AWS (Amazon Web Services) April 2 announced the public beta of its Amazon Elastic MapReduce initiative, a service designed for businesses, researchers and analysts who have large number-crunching projects list Web indexing, data mining, financial analysis and scientific simulations, according to AWS officials.
Using a hosted Hadoop framework, users can instantly provision as much compute capacity they need from Amazon’s EC2 (Elastic Compute Cloud) platform to perform the tasks, and pay only for what they use. To sign up for the service, go here.
Hadoop, the open-source version of Google’s MapReduce, is already being used by such companies as Yahoo and Facebook. Google only uses Hadoop internally.
There are efforts underway to increase the use of Hadoop in enterprise data centers. Most recently, a startup, Cloudera-which calls itself the commercial Hadoop company-announced March 16 the availability of its first product, the Cloudera Distribution for Hadoop.

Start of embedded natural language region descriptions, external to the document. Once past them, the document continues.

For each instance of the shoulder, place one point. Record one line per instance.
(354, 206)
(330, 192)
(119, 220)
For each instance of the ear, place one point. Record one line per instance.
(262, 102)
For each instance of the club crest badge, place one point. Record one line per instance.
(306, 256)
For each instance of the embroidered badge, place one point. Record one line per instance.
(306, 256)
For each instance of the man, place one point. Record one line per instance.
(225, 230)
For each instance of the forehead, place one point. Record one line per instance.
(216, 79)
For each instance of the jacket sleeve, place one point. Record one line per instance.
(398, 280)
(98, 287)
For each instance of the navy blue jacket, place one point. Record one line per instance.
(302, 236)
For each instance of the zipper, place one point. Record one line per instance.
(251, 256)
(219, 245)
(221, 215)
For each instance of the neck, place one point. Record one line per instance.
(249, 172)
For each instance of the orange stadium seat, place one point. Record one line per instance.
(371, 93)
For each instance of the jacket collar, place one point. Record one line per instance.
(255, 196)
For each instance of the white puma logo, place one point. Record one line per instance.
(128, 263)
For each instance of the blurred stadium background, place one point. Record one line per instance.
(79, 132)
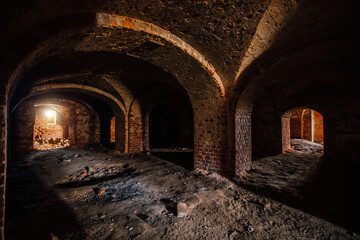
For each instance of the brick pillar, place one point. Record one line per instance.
(286, 122)
(136, 129)
(23, 128)
(211, 151)
(120, 132)
(307, 124)
(243, 141)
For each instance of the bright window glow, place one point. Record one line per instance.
(51, 117)
(49, 113)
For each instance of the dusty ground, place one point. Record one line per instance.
(93, 194)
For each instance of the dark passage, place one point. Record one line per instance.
(164, 127)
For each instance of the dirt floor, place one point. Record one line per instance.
(97, 194)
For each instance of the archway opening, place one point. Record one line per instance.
(171, 134)
(51, 127)
(112, 130)
(303, 130)
(164, 128)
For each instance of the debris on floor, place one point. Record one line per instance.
(143, 197)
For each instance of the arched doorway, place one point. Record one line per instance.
(51, 127)
(164, 128)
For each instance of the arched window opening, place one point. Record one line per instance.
(112, 130)
(51, 127)
(303, 130)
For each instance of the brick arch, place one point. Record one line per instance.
(286, 126)
(24, 116)
(75, 23)
(117, 107)
(114, 20)
(141, 105)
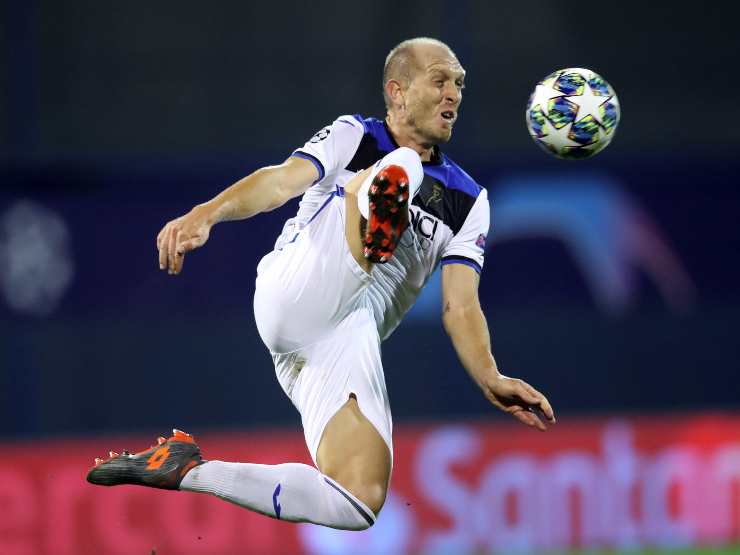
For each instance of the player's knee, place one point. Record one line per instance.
(371, 494)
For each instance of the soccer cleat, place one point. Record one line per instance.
(161, 466)
(388, 217)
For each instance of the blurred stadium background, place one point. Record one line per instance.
(611, 284)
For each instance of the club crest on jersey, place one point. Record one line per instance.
(423, 224)
(321, 135)
(436, 194)
(480, 242)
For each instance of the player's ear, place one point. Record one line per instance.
(394, 90)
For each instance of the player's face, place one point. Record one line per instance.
(434, 95)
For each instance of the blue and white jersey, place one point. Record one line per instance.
(449, 214)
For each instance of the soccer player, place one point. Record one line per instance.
(382, 207)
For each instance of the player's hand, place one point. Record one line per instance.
(519, 399)
(181, 236)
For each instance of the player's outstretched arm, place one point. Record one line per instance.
(466, 325)
(262, 191)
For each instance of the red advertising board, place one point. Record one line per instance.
(671, 480)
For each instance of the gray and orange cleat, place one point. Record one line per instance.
(388, 218)
(161, 466)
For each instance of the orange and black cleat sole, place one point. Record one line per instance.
(388, 217)
(161, 466)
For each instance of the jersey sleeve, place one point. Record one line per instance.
(332, 147)
(469, 244)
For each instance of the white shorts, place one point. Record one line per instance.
(313, 313)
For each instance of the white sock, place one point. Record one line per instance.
(293, 492)
(403, 156)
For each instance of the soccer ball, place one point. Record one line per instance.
(573, 113)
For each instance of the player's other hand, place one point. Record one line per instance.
(521, 400)
(181, 236)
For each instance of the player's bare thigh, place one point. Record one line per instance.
(353, 453)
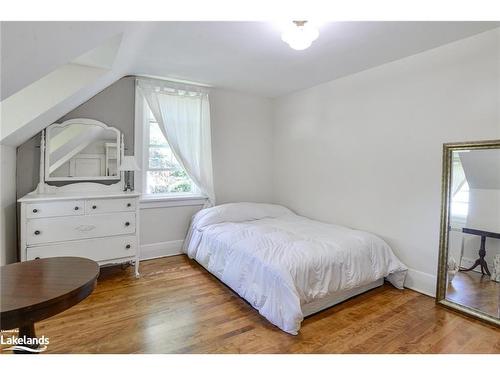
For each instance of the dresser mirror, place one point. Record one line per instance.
(469, 259)
(82, 150)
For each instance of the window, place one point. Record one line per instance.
(162, 172)
(459, 193)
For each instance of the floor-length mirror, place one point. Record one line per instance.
(469, 269)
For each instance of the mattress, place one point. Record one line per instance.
(285, 265)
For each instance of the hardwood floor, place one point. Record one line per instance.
(178, 307)
(475, 290)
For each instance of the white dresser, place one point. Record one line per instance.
(103, 226)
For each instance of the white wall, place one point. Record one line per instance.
(484, 213)
(365, 150)
(8, 233)
(241, 146)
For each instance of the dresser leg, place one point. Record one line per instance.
(137, 268)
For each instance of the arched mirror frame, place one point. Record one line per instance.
(84, 121)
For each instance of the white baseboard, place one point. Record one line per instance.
(161, 249)
(421, 282)
(468, 262)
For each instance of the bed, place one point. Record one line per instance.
(285, 265)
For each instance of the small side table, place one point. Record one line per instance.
(38, 289)
(482, 249)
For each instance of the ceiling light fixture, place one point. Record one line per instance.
(299, 34)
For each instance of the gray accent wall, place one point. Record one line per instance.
(114, 106)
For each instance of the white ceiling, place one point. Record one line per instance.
(244, 56)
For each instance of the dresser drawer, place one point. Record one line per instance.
(58, 208)
(79, 227)
(100, 249)
(100, 206)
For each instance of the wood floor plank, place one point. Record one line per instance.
(178, 307)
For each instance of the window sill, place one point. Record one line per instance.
(158, 201)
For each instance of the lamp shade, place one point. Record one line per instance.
(128, 164)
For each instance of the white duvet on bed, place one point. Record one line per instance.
(278, 261)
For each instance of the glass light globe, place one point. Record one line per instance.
(299, 35)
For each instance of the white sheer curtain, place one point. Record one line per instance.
(183, 113)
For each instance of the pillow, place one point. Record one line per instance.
(238, 212)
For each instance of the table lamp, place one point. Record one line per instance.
(128, 165)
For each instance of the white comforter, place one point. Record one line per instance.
(278, 261)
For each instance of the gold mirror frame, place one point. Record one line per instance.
(448, 149)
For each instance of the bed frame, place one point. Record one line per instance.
(325, 303)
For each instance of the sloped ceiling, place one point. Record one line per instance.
(482, 168)
(243, 56)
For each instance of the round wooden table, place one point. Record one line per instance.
(38, 289)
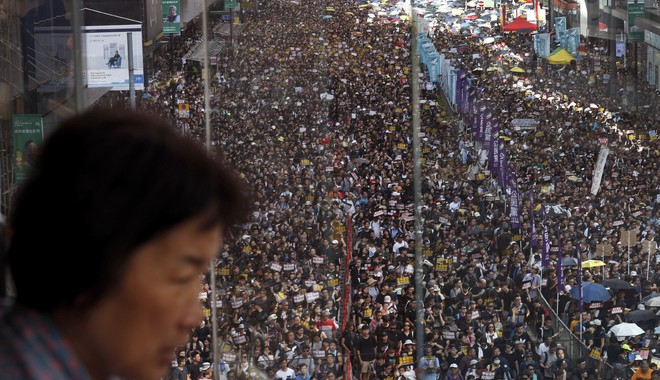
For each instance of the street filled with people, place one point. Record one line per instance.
(522, 268)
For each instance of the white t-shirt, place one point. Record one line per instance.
(288, 374)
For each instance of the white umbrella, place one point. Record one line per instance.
(625, 329)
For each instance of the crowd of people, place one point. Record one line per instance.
(313, 108)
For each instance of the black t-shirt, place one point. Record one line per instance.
(194, 369)
(366, 347)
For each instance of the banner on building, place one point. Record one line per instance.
(28, 132)
(171, 17)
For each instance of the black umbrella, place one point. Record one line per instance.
(617, 284)
(637, 316)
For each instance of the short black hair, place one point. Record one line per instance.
(106, 182)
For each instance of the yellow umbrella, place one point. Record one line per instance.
(592, 264)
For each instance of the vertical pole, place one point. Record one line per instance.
(131, 70)
(76, 25)
(419, 268)
(231, 27)
(612, 40)
(628, 252)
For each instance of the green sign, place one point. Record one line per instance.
(28, 131)
(635, 9)
(171, 17)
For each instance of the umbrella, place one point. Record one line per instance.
(616, 284)
(591, 292)
(650, 296)
(592, 264)
(637, 316)
(625, 329)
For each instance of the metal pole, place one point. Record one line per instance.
(231, 27)
(207, 124)
(76, 25)
(419, 269)
(610, 32)
(131, 70)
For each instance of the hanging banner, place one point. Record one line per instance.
(28, 132)
(598, 170)
(171, 17)
(635, 9)
(560, 24)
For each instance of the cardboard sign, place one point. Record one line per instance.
(239, 339)
(449, 335)
(312, 296)
(289, 267)
(628, 238)
(487, 375)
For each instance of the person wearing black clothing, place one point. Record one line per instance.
(365, 350)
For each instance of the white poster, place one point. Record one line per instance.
(598, 170)
(105, 50)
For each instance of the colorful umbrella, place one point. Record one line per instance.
(592, 264)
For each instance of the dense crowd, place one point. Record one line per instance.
(313, 108)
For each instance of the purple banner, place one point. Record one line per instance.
(503, 172)
(515, 202)
(560, 270)
(535, 239)
(579, 278)
(488, 132)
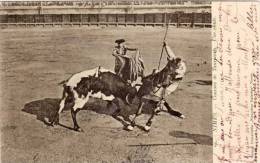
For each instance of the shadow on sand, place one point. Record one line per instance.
(197, 138)
(46, 109)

The product lets users store and process petabytes of data that many times is distributed among thousands of servers.
Cloudera also created a portal to help users install and use the company’s free product.
“Cloudera is advancing Hadoop technology to make it easier for everyone to store and process the same types of big data that large Web companies are successfully using in their businesses,” Christophe Bisciglia, the founder of Cloudera and former manager of Google’s Hadoop cluster, said in a statement at the time of Cloudera’s announcement.
According to AWS officials, using Hadoop and other MapReduce-based clusters on the Amazon EC2 cloud computing platform was a difficult task that forced users to do their own set up, management and cluster tuning. With Amazon Elastic MapReduce, those tasks are less time-consuming and more affordable, enabling users to quickly build up and take down Hadoop-based clusters on EC2 in moments.
AWS also is offering sample applications and tutorials to help users get more comfortable with the new service. Amazon Elastic MapReduce automatically deploys and configures the number of EC2 instances users ask for, then launches a Hadoop implementation of the MapReduce tool. MapReduce then loads the data from Amazon S3 (Simple Storage Service) and divides it so it can be processed in a parallel fashion. The data is then recombined after processing, with the end results put back into S3.
“Some researchers and developers already run Hadoop on Amazon EC2, and many of them have asked for even simpler tools for large-scale data analysis,” Adam Selipsky, vice president of product management and developer relations at AWS, said in a statement.